Konnte (und musste) die Region Sizilien somit bei einer Einstellung mit Ausbildungs- und Arbeitsvertrag gemäß Art. 10 des Regionalgesetzes 27/91, die beispielsweise am 1. Januar 1996 erfolgte, und damit innerhalb der in der Entscheidung Nr. 95/C 343/11 vom 14. November 1995 festgelegten Frist, die fragliche Beihilferegelung für alle genehmigten Jahre (d. h. 2 + 3) konkret anwenden, also auch dann, wenn, wie in dem genannten Beispiel, die Anwendung der genehmigten Beihilferegelung zu einer tatsächlichen Auszahlung der Zuschüsse bis zum 31. Dezember 2001 (d. h. 1996 + 5 Jahre = 2001) führte?
4.
Hat die Europäische Kommission mit der Entscheidung 2003/195/EG vom 16. Oktober 2002 — deren Art. 1 lautet: „Die in Artikel 11 Unterabsatz 1 des Regionalgesetzes Nr. 16 vom 27. Mai 1997 der Region Sizilien vorgesehene Beihilferegelung Italiens ist nicht mit dem Gemeinsamen Markt vereinbar.

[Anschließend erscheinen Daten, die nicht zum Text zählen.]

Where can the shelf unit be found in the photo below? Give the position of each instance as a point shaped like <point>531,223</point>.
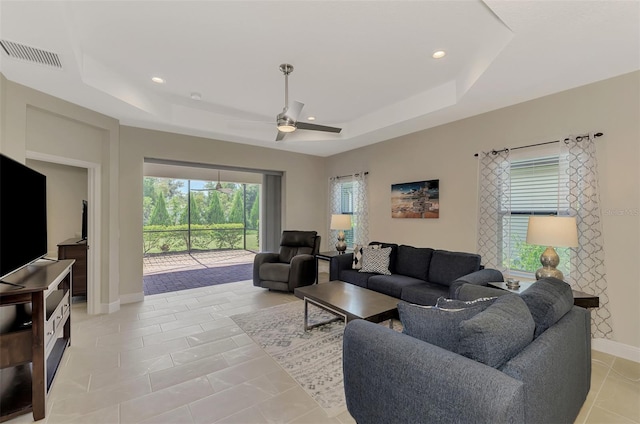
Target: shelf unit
<point>35,349</point>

Diese Beihilferegelung darf deshalb nicht durchgeführt werden.“ — beabsichtigt,
—
ihre Zustimmung zu der „neuen“, mit Art. 11 des Regionalgesetzes 16/97 angeordneten Beihilferegelung zu verweigern, weil sie diese als „autonomes“ System mit dem Ziel angesehen hat, den Zeitraum der Anwendung der mit Art. 10 des Regionalgesetzes 27/91 eingeführten Beihilfe über den 31. Dezember 1996 hinaus zu verlängern, indem in diese Beihilfe auch Einstellungs- und/oder Umwandlungskosten einbezogen werden, die in den Jahren 1997 und 1998 anfallen, oder
—
war mit dieser Entscheidung vielmehr beabsichtigt, faktisch die tatsächliche Mittelbeschaffung durch die Region zu unterbinden, um die konkrete Auszahlung der mit Art. 10 des Regionalgesetzes 27/91 eingeführten staatlichen Beihilfe auch für die vor dem 31. Dezember 1996 erfolgten Einstellungen und/oder Umwandlungen zu verhindern?
5.
Falls die Entscheidung der Kommission im Sinne der ersten Alternative in Frage 4 auszulegen ist: Ist diese Entscheidung mit der Auslegung von Art. 87 EG-Vertrag vereinbar, die die Kommission bei den entsprechenden, die Befreiung von Sozialabgaben für Ausbildungs- und Arbeitsverträge betreffenden Fällen in der Entscheidung 2000/128/EG vom 11. Mai 1999 (die die nationalen italienischen Gesetze zum Gegenstand hatte und in der Begründung der Negativentscheidung von 2002 ausdrücklich in Bezug genommen wurde) und der Entscheidung 2003/739/EG vom 13. Mai 2003 (die die Gesetze der Region Sizilien zum Gegenstand hatte) zugrunde gelegt hat?
6.
Falls die Entscheidung der Kommission im Sinne der zweiten Alternative in Frage 4 auszulegen ist: Wie ist die frühere Entscheidung über die Genehmigung der Beihilfemaßnahmen unter Berücksichtigung der zweifachen Bedeutung, die dem Adjektiv „weitere“ beigelegt werden kann — „weitere, bezogen auf das durch die Entscheidung der Kommission festgelegte Budget“ oder „weitere, bezogen auf die von der Region nur bis zum Haushalt 1996 vorgesehene Finanzierung“ —, auszulegen?
7.
Welche Beihilfen sind letztlich der Kommission zufolge rechtmäßig und welche sind nicht rechtmäßig?
8.
Welcher Partei des Ausgangsrechtsstreits (Unternehmen oder Assessorato) obliegt die Beweislast für das Nichtüberschreiten des von der Kommission selbst festgelegten Budgets?
9.
Ist eine etwaige Zuerkennung gesetzlicher Zinsen auf die verspätet gezahlten, für rechtmäßig und zulässig erachteten Zuschüsse an das Unternehmen bei der Bestimmung einer etwaigen Überschreitung des ursprünglich mit der Entscheidung Nr. 95/C 343/11 vom 14. Oktober 1995 genehmigten Budgets zu berücksichtigen?
10.
Falls die Zuerkennung bei der Bestimmung der Überschreitung zu berücksichtigen ist: In welcher Höhe sind Zinsen zu gewähren?